Die TIMSS-Autoren kommen zu folgendem aus meiner Sicht besonders deprimierenden Ergebnis: "Leistungsunterschiede zwischen den Ländern sind wohl in der die Schule tragenden Kultur zu suchen, der generell zu geringen Wertschätzung schulischen Lernens und der mangelnden Bereitschaft zu Anstrengung und zu spezifischen Unterstützungsleistungen sowie in der Gestaltung des Fachunterrichtes."

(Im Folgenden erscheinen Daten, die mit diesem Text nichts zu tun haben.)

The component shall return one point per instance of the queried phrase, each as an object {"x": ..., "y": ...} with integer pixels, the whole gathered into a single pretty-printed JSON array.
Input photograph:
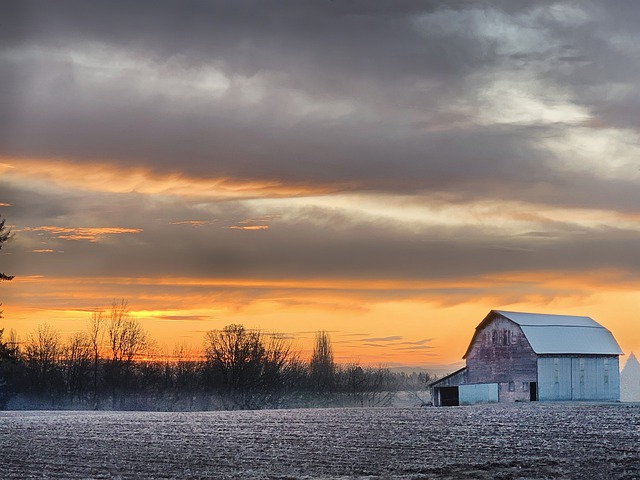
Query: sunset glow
[{"x": 388, "y": 175}]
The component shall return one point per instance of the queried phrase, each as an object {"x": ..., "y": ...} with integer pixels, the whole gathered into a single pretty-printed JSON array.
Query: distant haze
[{"x": 385, "y": 170}]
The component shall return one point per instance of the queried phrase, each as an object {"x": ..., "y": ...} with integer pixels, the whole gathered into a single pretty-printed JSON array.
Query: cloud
[
  {"x": 383, "y": 339},
  {"x": 227, "y": 98},
  {"x": 90, "y": 234}
]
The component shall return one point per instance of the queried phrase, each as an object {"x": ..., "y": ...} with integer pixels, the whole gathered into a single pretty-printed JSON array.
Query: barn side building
[{"x": 516, "y": 356}]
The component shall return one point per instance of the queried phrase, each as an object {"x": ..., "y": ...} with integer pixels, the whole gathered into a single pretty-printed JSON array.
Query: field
[{"x": 518, "y": 441}]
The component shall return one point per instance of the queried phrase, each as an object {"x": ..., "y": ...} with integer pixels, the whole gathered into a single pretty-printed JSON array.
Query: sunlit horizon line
[
  {"x": 609, "y": 276},
  {"x": 106, "y": 177}
]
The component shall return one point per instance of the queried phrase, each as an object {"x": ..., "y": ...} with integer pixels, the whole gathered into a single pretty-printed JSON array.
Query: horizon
[{"x": 386, "y": 172}]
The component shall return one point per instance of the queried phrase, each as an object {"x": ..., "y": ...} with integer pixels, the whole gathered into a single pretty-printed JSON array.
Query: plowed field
[{"x": 518, "y": 441}]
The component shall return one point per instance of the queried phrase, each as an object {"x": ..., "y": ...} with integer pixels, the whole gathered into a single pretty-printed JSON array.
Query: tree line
[{"x": 109, "y": 366}]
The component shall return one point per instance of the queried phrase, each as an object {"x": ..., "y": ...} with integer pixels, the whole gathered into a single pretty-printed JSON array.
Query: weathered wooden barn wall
[
  {"x": 500, "y": 353},
  {"x": 578, "y": 378},
  {"x": 478, "y": 393}
]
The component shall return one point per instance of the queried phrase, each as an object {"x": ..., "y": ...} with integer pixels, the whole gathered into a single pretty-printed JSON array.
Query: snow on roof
[{"x": 564, "y": 334}]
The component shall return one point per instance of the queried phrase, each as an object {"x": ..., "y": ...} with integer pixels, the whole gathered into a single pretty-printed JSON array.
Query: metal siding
[
  {"x": 562, "y": 339},
  {"x": 538, "y": 319},
  {"x": 478, "y": 393},
  {"x": 578, "y": 378},
  {"x": 554, "y": 378}
]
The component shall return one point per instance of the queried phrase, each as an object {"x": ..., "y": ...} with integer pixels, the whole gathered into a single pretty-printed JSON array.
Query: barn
[{"x": 522, "y": 357}]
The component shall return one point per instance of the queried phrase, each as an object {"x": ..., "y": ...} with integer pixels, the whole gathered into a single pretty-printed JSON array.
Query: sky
[{"x": 385, "y": 171}]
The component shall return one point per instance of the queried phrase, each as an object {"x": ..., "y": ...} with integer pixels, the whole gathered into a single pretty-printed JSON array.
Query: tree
[
  {"x": 322, "y": 367},
  {"x": 127, "y": 340},
  {"x": 95, "y": 335},
  {"x": 42, "y": 355},
  {"x": 76, "y": 363},
  {"x": 247, "y": 365}
]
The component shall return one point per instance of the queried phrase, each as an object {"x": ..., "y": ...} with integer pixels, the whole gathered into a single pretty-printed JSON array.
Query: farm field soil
[{"x": 581, "y": 441}]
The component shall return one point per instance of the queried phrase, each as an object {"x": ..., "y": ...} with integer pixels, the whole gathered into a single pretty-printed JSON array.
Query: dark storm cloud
[
  {"x": 314, "y": 244},
  {"x": 357, "y": 92}
]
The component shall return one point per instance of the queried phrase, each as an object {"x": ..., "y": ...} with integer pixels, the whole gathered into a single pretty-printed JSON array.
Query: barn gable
[
  {"x": 557, "y": 334},
  {"x": 564, "y": 334},
  {"x": 516, "y": 356}
]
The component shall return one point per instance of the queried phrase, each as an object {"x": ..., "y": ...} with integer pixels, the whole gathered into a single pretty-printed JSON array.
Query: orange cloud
[
  {"x": 249, "y": 227},
  {"x": 105, "y": 177},
  {"x": 90, "y": 234},
  {"x": 414, "y": 322}
]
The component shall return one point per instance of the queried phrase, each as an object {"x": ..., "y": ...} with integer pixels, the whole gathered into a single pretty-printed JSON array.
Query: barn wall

Drei Ansätze für die Einbindung der Geowissenschaften in den naturwissenschaftlichen Unterricht

Während wir als Fachgesellschaft wohl wenig unternehmen können (wohl aber als Lehrende, an Schulen wie an Universitäten), den ersten Teil dieser Feststellung, die "tragende Kultur", zu verändern, gibt es aus meiner Sicht drei Ansätze, die für die Gestaltung des Fachunterrichtes von sehr positivem Einfluss sein können und auf die wir als Fachgesellschaft hinarbeiten können. Diese drei Ansätze könnten dazu verhelfen, nicht nur die naturwissenschatlich-mathematische Bildung allgemein zu verbessern, sondern auch – und damit komme ich eigentlich zum uns betreffenden Kern dieser Gedankensammlung – die Geowissenschaften stärker in die Naturwissen-schaften an den Schulen einzubinden. Unter dem Begriff Geowissenschaften subsum-miere ich im Folgenden die naturwissenschaftlichen Fächer Mineralogie, Geologie und Paläontologie.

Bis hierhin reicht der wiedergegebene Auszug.